Наконец усадили о. Ивана. Сын Николай, у которого от слез запухли глаза и крупичатое лицо покрылось красными пятнами, с безнадежной услужливостью подтыкивал веретье, запахивал отцу полы и закрывал ноги сеном, труся его дрожащими пухлыми пальцами.

– Дорогой холодно будет, папаша. Солнце-то оно обманное – никакого тепла в нем нет. Позвольте вашу ножку.

С тою же надменностью, словно совсем не замечая сына, поп отдавал то одну ногу, то другую я глядел поверх дуги. Не обратил как будто внимания и на то, что Николай вдруг громко захлипал, заплакал и, имея руки занятыми, пытался вытереть слезы о свое же плечо. Но внимательные бабы заметили и прослезились.

– Как Николай-то убивается! Ай-ай-ай-ай, как убивается!

– Не видать ему теперь своего папашеньки.

– Какое видать! Дай Бог, если самого на колокольне не посадят.

– Распотрошился поп.

– Николай-то как убивается! Ай-ай-ай-ай, как убивается!

Отчаянно взмахнув рукой, Николай крикнул:

– Трогай!

Но не успели лошади сделать и двух шагов, как с тем же отчаянным жестом Николай закричал:

– Стой! Стой!

Разбрызгивая лужи и завязая в грязи, подбежал к повозке и схватил отца за рукав:

– Папаша, перед домом-то… Я же тут родился, папаша. Снимите заклятие, снимите! На колени стану!

Он, действительно, как был в шелковом подряснике, так и опустился на колени в грязь.

– Снимите. Даже не как отца, а как священнослужителя… прошу… прошу. Папаша!

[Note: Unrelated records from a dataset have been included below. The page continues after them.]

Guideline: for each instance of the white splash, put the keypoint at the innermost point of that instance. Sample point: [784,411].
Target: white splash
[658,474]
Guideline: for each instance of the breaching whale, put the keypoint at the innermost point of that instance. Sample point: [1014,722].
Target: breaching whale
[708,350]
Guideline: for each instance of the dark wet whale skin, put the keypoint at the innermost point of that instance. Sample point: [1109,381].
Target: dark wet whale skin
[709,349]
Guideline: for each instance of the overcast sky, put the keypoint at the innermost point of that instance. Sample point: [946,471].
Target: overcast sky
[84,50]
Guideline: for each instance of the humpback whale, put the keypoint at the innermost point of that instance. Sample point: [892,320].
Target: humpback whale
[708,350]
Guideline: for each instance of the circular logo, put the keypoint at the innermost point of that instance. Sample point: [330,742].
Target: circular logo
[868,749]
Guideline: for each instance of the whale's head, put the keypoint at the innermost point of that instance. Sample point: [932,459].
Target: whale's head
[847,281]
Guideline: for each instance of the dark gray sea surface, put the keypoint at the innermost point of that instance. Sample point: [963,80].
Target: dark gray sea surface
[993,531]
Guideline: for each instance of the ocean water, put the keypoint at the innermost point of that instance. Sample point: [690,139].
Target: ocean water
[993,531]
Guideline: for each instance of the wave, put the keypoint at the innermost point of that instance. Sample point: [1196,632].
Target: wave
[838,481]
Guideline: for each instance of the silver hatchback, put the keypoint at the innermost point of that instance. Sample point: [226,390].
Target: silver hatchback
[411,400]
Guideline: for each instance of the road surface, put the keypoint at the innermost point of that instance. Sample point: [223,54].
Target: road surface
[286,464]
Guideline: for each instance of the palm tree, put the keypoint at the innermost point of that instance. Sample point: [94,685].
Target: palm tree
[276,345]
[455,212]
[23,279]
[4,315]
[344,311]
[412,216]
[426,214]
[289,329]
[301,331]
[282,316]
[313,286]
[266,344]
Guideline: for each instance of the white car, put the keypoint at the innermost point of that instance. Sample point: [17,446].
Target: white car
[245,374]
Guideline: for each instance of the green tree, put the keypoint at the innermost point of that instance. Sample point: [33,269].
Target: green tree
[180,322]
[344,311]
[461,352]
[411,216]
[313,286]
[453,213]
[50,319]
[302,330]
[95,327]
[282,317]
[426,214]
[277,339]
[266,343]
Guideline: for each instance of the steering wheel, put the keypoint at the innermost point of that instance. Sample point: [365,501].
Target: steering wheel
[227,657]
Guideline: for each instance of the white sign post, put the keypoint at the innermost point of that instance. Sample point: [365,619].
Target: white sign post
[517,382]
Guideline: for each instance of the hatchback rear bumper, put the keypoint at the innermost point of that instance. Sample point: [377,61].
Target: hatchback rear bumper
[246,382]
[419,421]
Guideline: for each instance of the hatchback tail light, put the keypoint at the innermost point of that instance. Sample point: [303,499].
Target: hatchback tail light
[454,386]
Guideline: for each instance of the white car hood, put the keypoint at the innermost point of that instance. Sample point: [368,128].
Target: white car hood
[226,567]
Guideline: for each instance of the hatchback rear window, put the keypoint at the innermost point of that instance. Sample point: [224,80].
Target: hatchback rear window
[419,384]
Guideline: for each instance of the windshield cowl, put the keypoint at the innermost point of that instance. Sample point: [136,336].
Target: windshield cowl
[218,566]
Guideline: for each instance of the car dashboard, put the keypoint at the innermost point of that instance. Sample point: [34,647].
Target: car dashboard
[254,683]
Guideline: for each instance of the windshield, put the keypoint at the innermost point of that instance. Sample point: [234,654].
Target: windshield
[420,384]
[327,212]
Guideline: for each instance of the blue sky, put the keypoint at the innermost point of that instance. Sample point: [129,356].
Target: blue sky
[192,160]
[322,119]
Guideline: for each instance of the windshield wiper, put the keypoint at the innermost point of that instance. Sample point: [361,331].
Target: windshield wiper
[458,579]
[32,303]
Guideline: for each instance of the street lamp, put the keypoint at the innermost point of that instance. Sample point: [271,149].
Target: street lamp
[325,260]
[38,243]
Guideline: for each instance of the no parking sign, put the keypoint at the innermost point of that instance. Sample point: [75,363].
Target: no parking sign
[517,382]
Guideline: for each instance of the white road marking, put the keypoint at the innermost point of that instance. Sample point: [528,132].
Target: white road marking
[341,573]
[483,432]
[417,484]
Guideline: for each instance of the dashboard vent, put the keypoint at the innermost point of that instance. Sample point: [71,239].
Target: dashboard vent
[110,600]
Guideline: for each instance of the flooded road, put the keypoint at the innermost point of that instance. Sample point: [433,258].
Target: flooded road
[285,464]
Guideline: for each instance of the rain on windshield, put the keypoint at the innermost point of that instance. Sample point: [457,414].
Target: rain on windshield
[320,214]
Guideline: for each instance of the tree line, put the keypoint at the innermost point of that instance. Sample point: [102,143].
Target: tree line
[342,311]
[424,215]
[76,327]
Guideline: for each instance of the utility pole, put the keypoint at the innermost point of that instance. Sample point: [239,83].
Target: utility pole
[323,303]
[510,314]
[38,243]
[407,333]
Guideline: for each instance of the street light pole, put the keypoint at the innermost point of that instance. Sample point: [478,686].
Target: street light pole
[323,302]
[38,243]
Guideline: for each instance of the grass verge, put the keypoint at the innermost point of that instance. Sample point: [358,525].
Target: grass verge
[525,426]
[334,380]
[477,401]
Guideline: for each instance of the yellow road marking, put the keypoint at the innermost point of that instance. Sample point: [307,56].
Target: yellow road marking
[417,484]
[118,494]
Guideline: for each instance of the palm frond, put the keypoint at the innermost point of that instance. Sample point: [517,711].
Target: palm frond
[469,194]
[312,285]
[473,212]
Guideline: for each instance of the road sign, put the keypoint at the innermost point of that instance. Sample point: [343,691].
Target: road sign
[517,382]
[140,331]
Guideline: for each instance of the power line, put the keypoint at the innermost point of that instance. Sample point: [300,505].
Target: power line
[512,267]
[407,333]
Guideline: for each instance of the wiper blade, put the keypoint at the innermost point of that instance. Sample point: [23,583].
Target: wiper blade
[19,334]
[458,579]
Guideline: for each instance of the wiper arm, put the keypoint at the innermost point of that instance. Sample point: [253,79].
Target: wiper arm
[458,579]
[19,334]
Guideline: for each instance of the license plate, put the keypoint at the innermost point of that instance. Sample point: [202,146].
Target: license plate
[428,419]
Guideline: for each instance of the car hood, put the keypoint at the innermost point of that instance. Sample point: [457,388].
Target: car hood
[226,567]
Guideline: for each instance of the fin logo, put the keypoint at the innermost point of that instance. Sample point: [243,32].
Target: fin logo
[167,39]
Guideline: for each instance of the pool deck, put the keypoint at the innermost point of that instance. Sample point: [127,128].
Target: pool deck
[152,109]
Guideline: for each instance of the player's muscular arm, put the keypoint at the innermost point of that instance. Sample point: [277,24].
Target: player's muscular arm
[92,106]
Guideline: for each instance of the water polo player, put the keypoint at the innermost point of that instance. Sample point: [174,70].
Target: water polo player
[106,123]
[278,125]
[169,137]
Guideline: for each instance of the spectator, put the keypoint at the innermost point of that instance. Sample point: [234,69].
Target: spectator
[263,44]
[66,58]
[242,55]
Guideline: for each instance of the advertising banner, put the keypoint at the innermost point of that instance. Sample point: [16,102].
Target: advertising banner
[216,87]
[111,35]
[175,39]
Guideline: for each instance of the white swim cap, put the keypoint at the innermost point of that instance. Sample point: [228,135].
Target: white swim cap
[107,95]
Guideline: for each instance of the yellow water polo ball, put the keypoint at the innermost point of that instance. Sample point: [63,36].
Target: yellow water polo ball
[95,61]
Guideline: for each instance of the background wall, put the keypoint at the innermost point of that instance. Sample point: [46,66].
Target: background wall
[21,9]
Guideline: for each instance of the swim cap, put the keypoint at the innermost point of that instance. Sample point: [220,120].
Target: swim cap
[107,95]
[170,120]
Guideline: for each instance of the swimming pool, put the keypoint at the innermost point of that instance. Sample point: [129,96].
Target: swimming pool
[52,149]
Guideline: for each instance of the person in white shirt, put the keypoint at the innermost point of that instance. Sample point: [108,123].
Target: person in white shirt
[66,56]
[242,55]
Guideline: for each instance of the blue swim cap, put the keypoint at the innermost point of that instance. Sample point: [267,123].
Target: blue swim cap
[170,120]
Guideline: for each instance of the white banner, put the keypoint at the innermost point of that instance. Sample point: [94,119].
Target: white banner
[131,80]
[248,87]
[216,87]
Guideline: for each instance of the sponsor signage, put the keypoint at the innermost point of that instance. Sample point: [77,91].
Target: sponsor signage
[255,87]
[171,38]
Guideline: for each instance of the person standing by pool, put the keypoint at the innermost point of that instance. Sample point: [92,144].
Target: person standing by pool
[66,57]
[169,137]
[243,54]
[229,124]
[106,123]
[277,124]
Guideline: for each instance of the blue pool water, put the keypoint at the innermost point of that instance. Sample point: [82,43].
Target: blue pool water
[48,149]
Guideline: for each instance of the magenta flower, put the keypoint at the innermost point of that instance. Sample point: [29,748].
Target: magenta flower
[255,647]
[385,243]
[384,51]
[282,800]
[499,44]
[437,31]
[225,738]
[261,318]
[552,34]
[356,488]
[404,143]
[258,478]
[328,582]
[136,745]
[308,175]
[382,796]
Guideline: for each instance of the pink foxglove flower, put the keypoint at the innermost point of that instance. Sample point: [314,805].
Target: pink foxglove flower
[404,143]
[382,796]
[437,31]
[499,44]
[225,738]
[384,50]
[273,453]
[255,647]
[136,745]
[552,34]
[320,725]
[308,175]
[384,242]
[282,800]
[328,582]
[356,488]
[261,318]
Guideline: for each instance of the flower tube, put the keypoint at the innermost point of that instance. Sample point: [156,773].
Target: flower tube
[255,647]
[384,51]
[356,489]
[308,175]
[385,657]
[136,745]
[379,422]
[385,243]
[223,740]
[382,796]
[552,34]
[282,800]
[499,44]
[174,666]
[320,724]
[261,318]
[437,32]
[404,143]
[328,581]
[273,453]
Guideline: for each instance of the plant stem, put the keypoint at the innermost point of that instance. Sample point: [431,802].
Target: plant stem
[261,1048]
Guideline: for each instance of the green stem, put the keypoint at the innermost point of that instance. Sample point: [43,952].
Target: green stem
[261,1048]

Отец Иван сердито крикнул:

– Трогай!

Но кучер не послушался; и, ударив кучера кулаком в спину, о. Иван закричал:

– Трогай, тебе говорю-у!

Лошади тронулись. Еще одну минуту стоял на коленях Николай, бессмысленно взывая: «Перед домом-то, папаша, перед домом-то», потом без шубы, грязный, полез в первую попавшуюся повозку; потом его одели и посадили уже как следует с чиновником, который, видя отчаяние его, взял на себя задачу разговорить его и утешить.

И поехали они. Голося колокольцами и бубенцами, нагоняла чиновничья тройка уехавшего вперед о. Ивана, а позади, не торопясь, плелся Сашка. Село было длинное, версты на две, и долго проезжали его; но ни разу не оглянулся поп Иван, не ответил на поклон, на чей-то громкий привет не ответил – будто по чистому полю или лесом глухим ехал он; как задрал вверх бороденку, садясь, так и держал ее: ни направо, ни налево, а все прямо и вперед к далекому, неизвестному, многообещающему знаку. Думал ли он вернуться в село, или же, ополчившись на сынов человеческих, надменно отрицал кривые избы, мужиков, самую грязную землю, по которой с великим трудом влеклась колымага, – он был тверд и злобно решителен. Не торопился и не медлил, а ехал так, как везли, и туда, куда везли; не приближал событий, но и не отдалял их, зная, что придут события в свое время и уйдут события в свое время, и длинная череда их завершится искомым знаком.